Ungeachtet seiner ungewissen Zukunft kündigte Chrysler unterdessen milliardenschwere Investitionen in den USA an. Insgesamt sollten als Teil des Restrukturierungsplans insgesamt 1,78 Milliarden Dollar (1,3 Mrd Euro) im US-Bundesstaat Michigan investiert werden, kündigte Chrysler-Chef Tom LaSorda an. Chrysler will unter anderem bis 2009 ein neues Motorenwerk für 730 Millionen Dollar bauen. Für 700 Millionen Dollar entsteht ein Achsenwerk, das die Option erhält, auch Achsen für Mercedes-Benz zu produzieren, wie eine Chrysler-Sprecherin in Stuttgart sagte.

Der Bieterwettlauf um Chrysler könnte nach einem Bericht des "Wall Street Journal Europe" bereits in der kommenden Woche in die zweite Runde gehen. Interessenten könnten dann ein zweites Gebot abgeben, danach werde die Stuttgarter Mutter den Kreis der Kandidaten auf ein bis zwei Unternehmen eingrenzen, schrieb die Zeitung unter Berufung auf mit der Verhandlung vertraute Kreise.

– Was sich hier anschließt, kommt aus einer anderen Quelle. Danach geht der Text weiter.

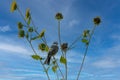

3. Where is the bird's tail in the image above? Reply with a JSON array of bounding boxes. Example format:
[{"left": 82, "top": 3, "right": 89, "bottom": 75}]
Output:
[{"left": 44, "top": 55, "right": 51, "bottom": 65}]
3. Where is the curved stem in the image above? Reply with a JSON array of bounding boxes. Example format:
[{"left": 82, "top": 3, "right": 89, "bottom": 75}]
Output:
[
  {"left": 76, "top": 25, "right": 96, "bottom": 80},
  {"left": 27, "top": 39, "right": 50, "bottom": 80},
  {"left": 58, "top": 21, "right": 64, "bottom": 55},
  {"left": 53, "top": 56, "right": 64, "bottom": 79},
  {"left": 17, "top": 7, "right": 50, "bottom": 80},
  {"left": 65, "top": 53, "right": 68, "bottom": 80},
  {"left": 40, "top": 60, "right": 50, "bottom": 80}
]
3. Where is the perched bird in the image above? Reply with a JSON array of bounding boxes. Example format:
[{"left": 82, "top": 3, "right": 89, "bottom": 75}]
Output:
[{"left": 44, "top": 42, "right": 59, "bottom": 65}]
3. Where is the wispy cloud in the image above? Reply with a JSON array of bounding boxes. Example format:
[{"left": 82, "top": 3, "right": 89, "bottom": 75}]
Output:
[
  {"left": 69, "top": 20, "right": 79, "bottom": 27},
  {"left": 93, "top": 58, "right": 120, "bottom": 68},
  {"left": 0, "top": 43, "right": 30, "bottom": 55},
  {"left": 0, "top": 25, "right": 11, "bottom": 32}
]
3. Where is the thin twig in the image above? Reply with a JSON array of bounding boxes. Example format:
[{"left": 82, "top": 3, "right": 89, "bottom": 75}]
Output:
[
  {"left": 76, "top": 26, "right": 96, "bottom": 80},
  {"left": 17, "top": 6, "right": 50, "bottom": 80},
  {"left": 53, "top": 56, "right": 64, "bottom": 79}
]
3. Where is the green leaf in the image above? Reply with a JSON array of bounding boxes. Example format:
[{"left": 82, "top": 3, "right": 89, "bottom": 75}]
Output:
[
  {"left": 10, "top": 1, "right": 17, "bottom": 12},
  {"left": 82, "top": 39, "right": 88, "bottom": 43},
  {"left": 31, "top": 54, "right": 42, "bottom": 60},
  {"left": 60, "top": 56, "right": 67, "bottom": 64},
  {"left": 52, "top": 65, "right": 57, "bottom": 73}
]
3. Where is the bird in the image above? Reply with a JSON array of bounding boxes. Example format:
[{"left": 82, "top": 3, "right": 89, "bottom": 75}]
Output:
[{"left": 44, "top": 42, "right": 59, "bottom": 65}]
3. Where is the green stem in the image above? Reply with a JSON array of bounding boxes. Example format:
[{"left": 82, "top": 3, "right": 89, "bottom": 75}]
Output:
[
  {"left": 58, "top": 21, "right": 64, "bottom": 56},
  {"left": 17, "top": 7, "right": 50, "bottom": 80},
  {"left": 76, "top": 26, "right": 96, "bottom": 80},
  {"left": 65, "top": 53, "right": 68, "bottom": 80}
]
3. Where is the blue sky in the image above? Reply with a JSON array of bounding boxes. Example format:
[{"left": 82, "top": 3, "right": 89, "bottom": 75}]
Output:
[{"left": 0, "top": 0, "right": 120, "bottom": 80}]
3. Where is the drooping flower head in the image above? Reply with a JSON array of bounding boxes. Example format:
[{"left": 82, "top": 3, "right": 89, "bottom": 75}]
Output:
[{"left": 55, "top": 13, "right": 63, "bottom": 20}]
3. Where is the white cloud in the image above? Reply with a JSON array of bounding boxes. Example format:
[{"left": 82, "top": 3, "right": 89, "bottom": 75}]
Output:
[
  {"left": 92, "top": 57, "right": 120, "bottom": 68},
  {"left": 0, "top": 43, "right": 30, "bottom": 55},
  {"left": 69, "top": 20, "right": 79, "bottom": 27},
  {"left": 0, "top": 25, "right": 11, "bottom": 32}
]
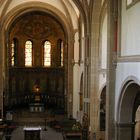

Bieter scheuen Gesundheitsvorsorgekosten

Im Rennen seien derzeit die Finanzinvestoren Cerberus und Blackstone sowie der kanadische Autozulieferer Magna. Alle drei wollten auch die Gewerkschaft UAW an der Übernahme beteiligen. Das "manager magazin" berichtet in seiner neuen Ausgabe, dass keiner der Interessenten die hohen Kosten für die Gesundheitsvorsorge und die Pensionen übernehmen wolle. Diese werden auf 14 Milliarden Dollar geschätzt. Müsste Daimler dieses Loch stopfen, würde sich der Milliardenzufluss aus einem möglichen Verkauf schnell als Verlustgeschäft erweisen. Ein Sprecher des Konzerns wollte dies nicht kommentieren.